# DataGen: A Unified Framework for Textual Dataset Generation


## Table of Contents

- [DataGen: A Unified Framework for Textual Dataset Generation](#datagen-a-unified-framework-for-textual-dataset-generation)
  - [Table of Contents](#table-of-contents)
  - [:gem: What's DataGen?](#gem-whats-datagen)
  - [:dart: Features](#dart-features)
  - [:closed\_book: Usage](#closed_book-usage)
    - [Installation](#installation)
    - [DataGen Dataset Generation](#datagen-dataset-generation)
      - [Configuration Settings](#configuration-settings)
        - [API Settings](#api-settings)
        - [Generation Settings](#generation-settings)
        - [Generation Hint](#generation-hint)
        - [Efficiency Configuration](#efficiency-configuration)
      - [Step-by-Step Guide](#step-by-step-guide)
        - [1. Set Up API Key](#1-set-up-api-key)
        - [2. Prepare the Original Dataset](#2-prepare-the-original-dataset)
        - [3. Configure the Generation Settings](#3-configure-the-generation-settings)
        - [4. Define Generation Hints](#4-define-generation-hints)
        - [5. Efficiency Configuration](#5-efficiency-configuration)
        - [6. Run Data Generation](#6-run-data-generation)
    - [LLM Evaluation](#llm-evaluation)
      - [1. Generate Output](#1-generate-output)
      - [2. Evaluate the Output](#2-evaluate-the-output)
    - [DataGen Augmentation Using LLaMA-Factory](#datagen-augmentation-using-llama-factory)
      - [Requirements](#requirements)
      - [Fine-Tuning](#fine-tuning)


## :gem: What's DataGen?

Large Language Models (LLMs) such as GPT-4 and Llama3 have significantly impacted various fields by enabling high-quality synthetic data generation and reducing dependence on expensive human-generated datasets. 
Despite this, challenges remain in the areas of generalization, controllability, diversity, and truthfulness within the existing generative frameworks.
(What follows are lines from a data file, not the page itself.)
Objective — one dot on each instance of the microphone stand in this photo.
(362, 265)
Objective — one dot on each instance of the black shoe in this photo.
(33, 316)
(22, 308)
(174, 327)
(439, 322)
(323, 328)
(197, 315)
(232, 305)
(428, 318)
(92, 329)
To address these challenges, this paper presents DataGen, a comprehensive LLM-powered framework designed to produce diverse, accurate, and highly controllable datasets. DataGen is adaptable, supporting all types of text datasets and enhancing the generative process through innovative mechanisms. To augment data diversity, DataGen incorporates an attribute-guided generation module and a group checking feature. For accuracy, it employs a code-based mathematical assessment for label verification alongside a retrieval-augmented generation technique for factual validation. The framework also allows for user-specified constraints, enabling customization of the data generation process to suit particular requirements. 

<span style="color: red;">TL;DR: DataGen is an LLM-powered framework designed to generate diverse, accurate, and highly controllable text datasets.</span>



## :dart: Features

- Generalization: DataGen supports all textual datasets as input to generate a new dataset.
- Diversity: We support `Attribute-Guided Generation`, `Diverse Example Selection for ICL`, and `Group Checking` to enhance data diversity.
- Truthfulness: `Self-Evaluation`, `Code-Based Validation`, and `RAG-Based Validation` are equipped to ensure truthfulness.
- Controllability: DataGen accepts user `constraints` to make generation more controllable.
- Various Application: DataGen can be applied for `dynamic benchmark` or `data augmentation`.







## :closed_book: Usage

### Installation
```bash
cd DataGen
pip install -e .
```

### DataGen Dataset Generation
This guide provides detailed instructions for generating a dataset using the DataGen tool with the specified configuration settings.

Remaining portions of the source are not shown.